Trying something. Put daily events on my work calendar to remind me to time-restrict certain activities. Will update them as needed.
For now,
- No coffee after noon (did this today, trying to cut way back on coffee, which I have pretty much been drinking around the clock)
- No cigarettes until after noon. (Except on when I wake up).
For those playing the long game, I quit cigarettes a little over a year ago. I was off them for 7 months. It's getting close to quitting time again, but just trying something to see how it goes with this.
All of this is (a new) part of a bigger plan, where in about a month from now, I will be eliminating a lot of things for diet/health reasons, and playing off the various withdrawals against each other. Already started eliminating things, but going further than I have dared before.

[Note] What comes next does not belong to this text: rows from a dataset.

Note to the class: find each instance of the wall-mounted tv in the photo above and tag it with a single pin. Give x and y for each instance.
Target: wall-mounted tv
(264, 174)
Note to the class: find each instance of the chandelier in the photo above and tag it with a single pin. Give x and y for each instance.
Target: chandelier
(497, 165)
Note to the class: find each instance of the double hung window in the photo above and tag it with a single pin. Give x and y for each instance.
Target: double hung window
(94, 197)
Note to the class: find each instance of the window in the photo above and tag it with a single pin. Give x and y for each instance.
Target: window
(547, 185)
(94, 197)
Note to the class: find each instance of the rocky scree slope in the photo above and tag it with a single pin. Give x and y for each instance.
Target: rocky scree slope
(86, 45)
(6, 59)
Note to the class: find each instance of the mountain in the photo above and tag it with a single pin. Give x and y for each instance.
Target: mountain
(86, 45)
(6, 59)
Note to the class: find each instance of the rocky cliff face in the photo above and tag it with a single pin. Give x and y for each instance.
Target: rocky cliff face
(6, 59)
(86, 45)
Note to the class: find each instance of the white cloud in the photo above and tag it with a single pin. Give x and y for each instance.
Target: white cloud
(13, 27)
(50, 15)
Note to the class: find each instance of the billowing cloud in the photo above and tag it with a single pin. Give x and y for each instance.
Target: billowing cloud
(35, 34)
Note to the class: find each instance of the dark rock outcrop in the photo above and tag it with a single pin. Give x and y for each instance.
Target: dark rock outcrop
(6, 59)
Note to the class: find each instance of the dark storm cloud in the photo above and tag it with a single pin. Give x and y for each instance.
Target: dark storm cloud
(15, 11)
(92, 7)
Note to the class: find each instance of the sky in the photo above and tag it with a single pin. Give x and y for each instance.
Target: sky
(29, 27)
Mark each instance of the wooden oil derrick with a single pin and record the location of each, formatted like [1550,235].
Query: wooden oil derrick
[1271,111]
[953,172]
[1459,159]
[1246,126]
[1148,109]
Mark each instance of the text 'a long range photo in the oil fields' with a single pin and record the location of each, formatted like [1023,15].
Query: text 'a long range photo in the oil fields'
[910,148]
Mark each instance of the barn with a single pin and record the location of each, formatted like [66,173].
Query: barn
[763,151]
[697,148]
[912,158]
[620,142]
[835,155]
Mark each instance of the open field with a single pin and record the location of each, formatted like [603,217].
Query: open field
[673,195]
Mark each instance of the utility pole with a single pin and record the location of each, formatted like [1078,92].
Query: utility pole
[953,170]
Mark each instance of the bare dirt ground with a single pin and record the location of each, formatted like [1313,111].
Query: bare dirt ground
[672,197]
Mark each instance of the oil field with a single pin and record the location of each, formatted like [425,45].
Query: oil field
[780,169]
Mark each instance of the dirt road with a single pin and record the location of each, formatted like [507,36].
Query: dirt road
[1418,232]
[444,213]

I don't know if I will make it as far as ingesting only beef, salt, and water - but I hope to get pretty close to that, at least for a little while.
Any experiences or information on GHB, especially at lower dosages? Not really looking for the party drug experience, more for therapeutic options.
Today I bought groceries for week.
Roughly 11 pounds of beef steaks, at an average price of a little less than $5/lb.
That's it. Done.
That's a little over 1.5 lbs of steak per day. A wildly inaccurate calorie estimate would put that at about 1400 calories per day, but I know it is more than that because I eat all the fat drippings and sometimes add tallow or butter, which I already have plenty of. If I run out of steaks, I have some more in the freezer.
Don't tell me how expensive this plan is. How many Americans eat for $55/week?